Lupi, por sua vez, diz que a saída das quatro confederações do Codefat é uma decisão unilateral e que foi orquestrada pela senadora Kátia Abreu (DEM-GO), que também preside a CNA. “Lamento que eles tenham sido liderados por uma senadora do DEM, que, de repente, pensou que poderia fazer do Codefat um senadinho da oposição. Como ela destila muito ódio, é uma andarilha do ódio, espero que isso não contamine os demais”, provocou o ministro.
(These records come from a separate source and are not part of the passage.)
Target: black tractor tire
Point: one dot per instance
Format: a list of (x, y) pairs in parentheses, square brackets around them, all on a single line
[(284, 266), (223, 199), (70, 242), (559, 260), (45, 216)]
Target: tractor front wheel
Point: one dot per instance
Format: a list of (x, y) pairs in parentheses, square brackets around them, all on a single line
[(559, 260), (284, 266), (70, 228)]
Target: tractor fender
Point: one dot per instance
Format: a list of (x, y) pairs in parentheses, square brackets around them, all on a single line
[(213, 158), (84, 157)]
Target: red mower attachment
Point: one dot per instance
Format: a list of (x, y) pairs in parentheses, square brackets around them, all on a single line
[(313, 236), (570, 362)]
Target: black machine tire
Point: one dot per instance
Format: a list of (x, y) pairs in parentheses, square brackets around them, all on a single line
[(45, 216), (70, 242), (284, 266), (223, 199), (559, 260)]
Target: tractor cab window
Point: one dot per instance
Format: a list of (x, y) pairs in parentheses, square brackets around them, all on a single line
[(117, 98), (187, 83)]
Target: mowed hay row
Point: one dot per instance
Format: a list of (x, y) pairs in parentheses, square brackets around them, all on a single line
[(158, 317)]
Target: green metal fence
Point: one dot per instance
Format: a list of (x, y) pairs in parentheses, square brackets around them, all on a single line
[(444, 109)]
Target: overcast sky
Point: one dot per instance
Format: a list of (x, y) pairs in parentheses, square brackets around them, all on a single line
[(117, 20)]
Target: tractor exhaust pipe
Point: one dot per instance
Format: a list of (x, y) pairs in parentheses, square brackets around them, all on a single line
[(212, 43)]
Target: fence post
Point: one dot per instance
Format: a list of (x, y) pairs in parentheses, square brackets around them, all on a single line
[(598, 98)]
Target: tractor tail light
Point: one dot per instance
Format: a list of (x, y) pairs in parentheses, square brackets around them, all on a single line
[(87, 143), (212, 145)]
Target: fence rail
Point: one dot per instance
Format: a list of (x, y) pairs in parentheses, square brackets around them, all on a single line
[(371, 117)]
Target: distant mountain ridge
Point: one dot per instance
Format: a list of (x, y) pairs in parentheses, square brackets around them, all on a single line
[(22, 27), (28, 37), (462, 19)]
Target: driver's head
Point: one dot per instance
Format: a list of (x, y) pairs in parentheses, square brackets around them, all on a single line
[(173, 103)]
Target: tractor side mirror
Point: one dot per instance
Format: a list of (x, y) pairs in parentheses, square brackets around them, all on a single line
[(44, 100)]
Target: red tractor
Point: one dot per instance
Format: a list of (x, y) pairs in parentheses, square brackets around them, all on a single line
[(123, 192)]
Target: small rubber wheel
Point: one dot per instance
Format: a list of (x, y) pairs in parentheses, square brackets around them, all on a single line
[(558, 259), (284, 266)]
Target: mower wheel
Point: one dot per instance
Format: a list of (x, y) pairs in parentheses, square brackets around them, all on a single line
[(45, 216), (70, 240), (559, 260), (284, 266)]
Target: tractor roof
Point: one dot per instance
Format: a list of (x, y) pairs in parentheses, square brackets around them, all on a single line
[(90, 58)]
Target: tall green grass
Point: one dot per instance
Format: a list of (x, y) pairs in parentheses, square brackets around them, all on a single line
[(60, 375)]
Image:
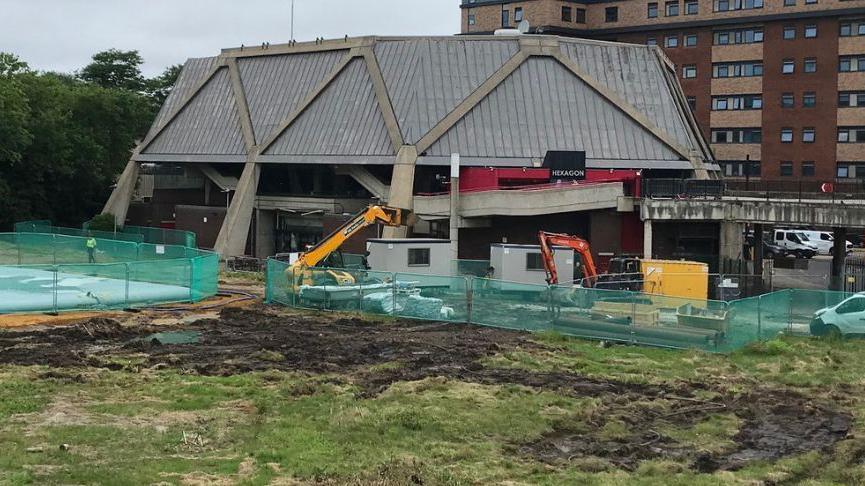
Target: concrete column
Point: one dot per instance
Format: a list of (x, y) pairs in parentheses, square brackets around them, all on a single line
[(402, 187), (732, 240), (454, 232), (118, 202), (647, 239), (839, 258), (235, 229)]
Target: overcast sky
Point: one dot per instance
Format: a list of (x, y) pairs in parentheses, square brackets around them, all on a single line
[(61, 35)]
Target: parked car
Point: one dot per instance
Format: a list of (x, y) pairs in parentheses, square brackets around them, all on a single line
[(824, 241), (795, 243), (844, 318)]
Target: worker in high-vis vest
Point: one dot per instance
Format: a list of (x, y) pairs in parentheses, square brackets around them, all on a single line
[(91, 249)]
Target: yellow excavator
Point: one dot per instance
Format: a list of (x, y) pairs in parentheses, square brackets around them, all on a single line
[(326, 253)]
O ministro disse ainda que tanto as centrais sindicais quanto os representantes do governo estavam insatisfeitos com as atitudes de Kátia Abreu, que moveu uma Ação Direta de Inconstitucionalidade (Adin) contra essas centrais. Por isso, acrescentou, elas votaram em outro candidato. A senadora, ainda segundo Lupi, não teria conseguido convencer os outros dois representantes de entidades patronais a votarem no candidato da CNA.
“Eu não tenho culpa se ela não conseguiu convencer os seis membros das entidades patronais a terem um candidato único. Então, a grande oposição dessa senhora é ela própria. É só ela falar que ela se derrota”, completou.
Em nota, Kátia Abreu disse que lamenta o tom das afirmações do ministro, e não rebateu as acusações. “Lamento o teor das declarações e o estilo usado por um ministro de Estado do Brasil. É só isto o que tenho a dizer sobre as declarações do ministro Carlos Lupi a meu respeito”.
Lupi afirmou que vai estudar quem poderá entrar no lugar das entidades que se retiraram do Codefat e citou confederações nas áreas de saúde e serviços como prováveis candidatas.